Watching TV shows about birth.... lots of women will watch shows like one born every minute to “prepare” for what to expect in birth. And preparation is key... so this is a great idea, right? WRONG!
While preparing for birth IS important, and watching birth videos is a great way to prepare, WHAT you watch is crucial. TV and film for decades have represented birth in a very specific way, that is medicalised, dramatised and in many cases traumatic. This makes for great TV ratings, but it is extremely damaging for people who are pregnant and due to give birth. Realise it or not, those images of the woman on the bed, red faced, sweaty and screaming, will be seeping in to your subconscious, tucked away until you go in to labour yourself, at which point the mental alarm bells will start ringing “DANGER DANGER!” and the adrenaline starts pumping. Poof goes the surges, out comes the drugs, and very quickly you‘ve started down the medicalised route you’ve seen so often on your TV screen.
I get that 60 minutes of women having calm, positive births in water or at home may not make as compelling TV as the dramatic cliff hanger situations portrayed in One born every minute, but the issue with TV shows like this is that they don’t give a balanced view of birth. In fact, research conducted by the University of Nottingham found that over two series of One born every minute, there were no representations of home birth. They also found that:
90% of people in the second stage of labour were on their backs
98% of people filmed needed pain relief
77% of the births shown included some form of intervention
Although these are true and real experiences of birth, they are extremely one sided, and the result is the normalisation of births full of drugs, procedures and pain. Nowhere in sight is the woman who chose to birth in at home without any pain relief or intervention, reinforcing the belief that this is either unachievable, rare or not an option.

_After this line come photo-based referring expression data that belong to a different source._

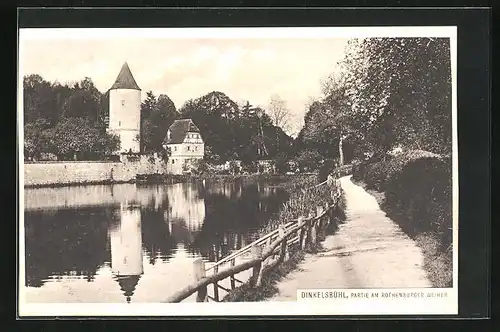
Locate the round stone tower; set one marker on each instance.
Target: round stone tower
(125, 110)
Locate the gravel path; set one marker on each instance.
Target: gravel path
(369, 250)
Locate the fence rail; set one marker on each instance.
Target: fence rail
(302, 231)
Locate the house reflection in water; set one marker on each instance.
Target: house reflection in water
(126, 249)
(185, 206)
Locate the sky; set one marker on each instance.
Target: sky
(244, 68)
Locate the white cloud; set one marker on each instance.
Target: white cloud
(244, 69)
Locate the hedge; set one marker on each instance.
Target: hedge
(417, 187)
(420, 198)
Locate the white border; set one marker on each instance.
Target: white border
(393, 307)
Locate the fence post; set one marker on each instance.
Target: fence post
(284, 246)
(317, 224)
(301, 232)
(309, 227)
(216, 285)
(233, 264)
(324, 221)
(256, 251)
(200, 273)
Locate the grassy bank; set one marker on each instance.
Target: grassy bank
(301, 203)
(414, 189)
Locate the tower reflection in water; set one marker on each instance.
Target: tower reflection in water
(126, 249)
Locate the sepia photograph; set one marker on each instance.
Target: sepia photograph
(237, 171)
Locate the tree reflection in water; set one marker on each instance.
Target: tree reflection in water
(201, 220)
(66, 242)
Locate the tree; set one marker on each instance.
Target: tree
(329, 121)
(281, 163)
(77, 137)
(39, 101)
(279, 113)
(400, 89)
(157, 114)
(233, 167)
(37, 139)
(84, 101)
(308, 160)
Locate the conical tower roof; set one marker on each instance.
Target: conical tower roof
(127, 285)
(125, 79)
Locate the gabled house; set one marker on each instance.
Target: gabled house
(185, 143)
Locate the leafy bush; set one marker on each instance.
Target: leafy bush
(379, 171)
(420, 197)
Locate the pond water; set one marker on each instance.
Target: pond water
(136, 243)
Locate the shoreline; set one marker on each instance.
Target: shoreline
(165, 179)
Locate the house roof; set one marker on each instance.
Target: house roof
(125, 79)
(179, 129)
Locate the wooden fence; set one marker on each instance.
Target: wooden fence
(266, 252)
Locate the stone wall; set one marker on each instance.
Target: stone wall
(58, 173)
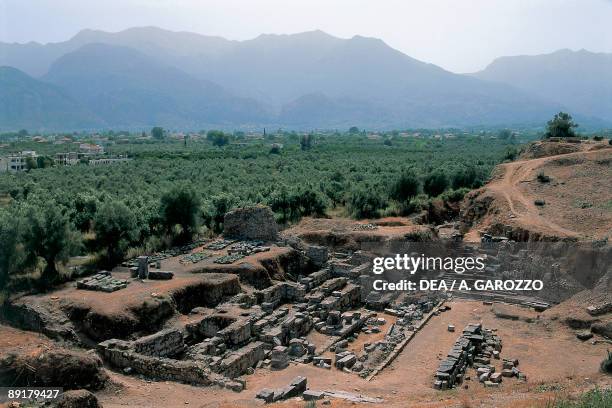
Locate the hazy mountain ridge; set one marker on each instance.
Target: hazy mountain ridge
(580, 80)
(148, 76)
(25, 100)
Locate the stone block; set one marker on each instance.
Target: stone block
(311, 395)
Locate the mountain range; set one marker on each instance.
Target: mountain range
(147, 76)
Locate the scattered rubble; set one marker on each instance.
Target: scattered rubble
(103, 282)
(476, 348)
(296, 388)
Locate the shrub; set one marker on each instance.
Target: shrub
(365, 203)
(179, 207)
(454, 196)
(543, 178)
(405, 187)
(606, 365)
(435, 183)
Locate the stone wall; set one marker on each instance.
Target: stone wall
(240, 360)
(165, 343)
(117, 354)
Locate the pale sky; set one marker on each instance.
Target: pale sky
(458, 35)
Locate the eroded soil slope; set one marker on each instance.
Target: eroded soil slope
(558, 197)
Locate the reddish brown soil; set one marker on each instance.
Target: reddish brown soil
(407, 381)
(21, 341)
(577, 200)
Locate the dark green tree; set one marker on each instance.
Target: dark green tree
(365, 203)
(85, 206)
(180, 207)
(562, 125)
(306, 141)
(12, 257)
(217, 137)
(215, 209)
(116, 229)
(50, 236)
(405, 187)
(157, 133)
(435, 183)
(504, 134)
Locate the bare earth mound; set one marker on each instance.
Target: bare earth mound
(559, 197)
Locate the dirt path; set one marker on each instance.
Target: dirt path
(522, 207)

If you wish to prepare for birth and want to expose yourself to videos of real labour, know it or not, you already have plenty of stored representations in a hospital setting, none of which are likely to be pleasant. Instead, seek out positive examples of labour. Get a balanced selection. Home birth, water birth, midwifery led unit, labour ward and Caesarean section. Each one can be positive and beautiful. Steer clear of biased and unbalanced depictions of birth in the form of “docu-dramas”, TV shows and films. And lastly, do your research. Get to know the facts behind the options. It can only aide you in making an informed and balanced decision on what kind of birth you want to have. There are no wrong choices, only informed and uneducated ones.